Scottish Daily Mail

The dastardly Mr Deedes

- mrdeedes@dailymail.co.uk

The hedge fund Elliot Management, run by unyielding New Yorker Paul Singer, is fed up with being branded ‘secretive’. Its monthly investor letter reads: ‘This bothersome word is usually appended, like some chrome automobile hood ornament, to the words “hedge fund”. It is rarely appended to government, tech company, central bank, president or board of directors.’ Incidental­ly, the letter is stamped ‘confidenti­al and proprietar­y’. Not-at-all secretive Singer, 73, has previously threatened legal action against investors who share his missives with outsiders.

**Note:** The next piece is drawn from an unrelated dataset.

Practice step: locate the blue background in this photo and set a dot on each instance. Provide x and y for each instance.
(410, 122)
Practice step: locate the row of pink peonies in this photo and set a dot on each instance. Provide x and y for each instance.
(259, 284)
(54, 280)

Barclays’ customer service Twitter feed was busy taking the usual enquiries on Sunday when up popped the BBC’s donnish Money Box presenter Paul Lewis, 74, who asked: ‘Why did Barclays immediatel­y announce a rise in mortgage rates after Thursday’s Bank Rate rise but no news on increasing the derisory rates the bank pays to customers who are savers?’ Barclays’ hitherto helpful operators suddenly went eerily mute. Hippy-drippy office space company WeWork boasts of giving free coffee to tenants. But a ‘member’ of one of its London locations tells me: ‘The queue is always at least half a dozen deep and the barista swamped. More often than not it’s easier to just go to Starbucks.’ Wispy entreprene­ur Luke Johnson, 56, skewered the £15bn firm in his Sunday Times column, writing: ‘It is unfortunat­e that WeWork is not quoted, because I would surely short the shares.’ BI Fine Wine, an upmarket booze merchant part owned by City tycoon Michael Spencer, says Asia now represents 40 per cent of its business. Chinese taste buds have clearly developed since the turn of the century. In 1997, a New York Times reporter stumbled upon a bar in Shanghai which served goblets of £500-abottle Chateau Lafite-Rothschild Grand Cru mixed with Sprite and garnished (quelle horreur!) with a wedge of watermelon. The wealth bible Forbes names Dumfries-born Calvin Harris as the world’s highest-earning DJ over the past 12 months, pocketing £37m. That’s more than double what Goldman Sachs kingpin Lloyd Blankfein took home last year. Perhaps his successor, amateur disc-spinner David Solomon, 56, should consider charging for his services.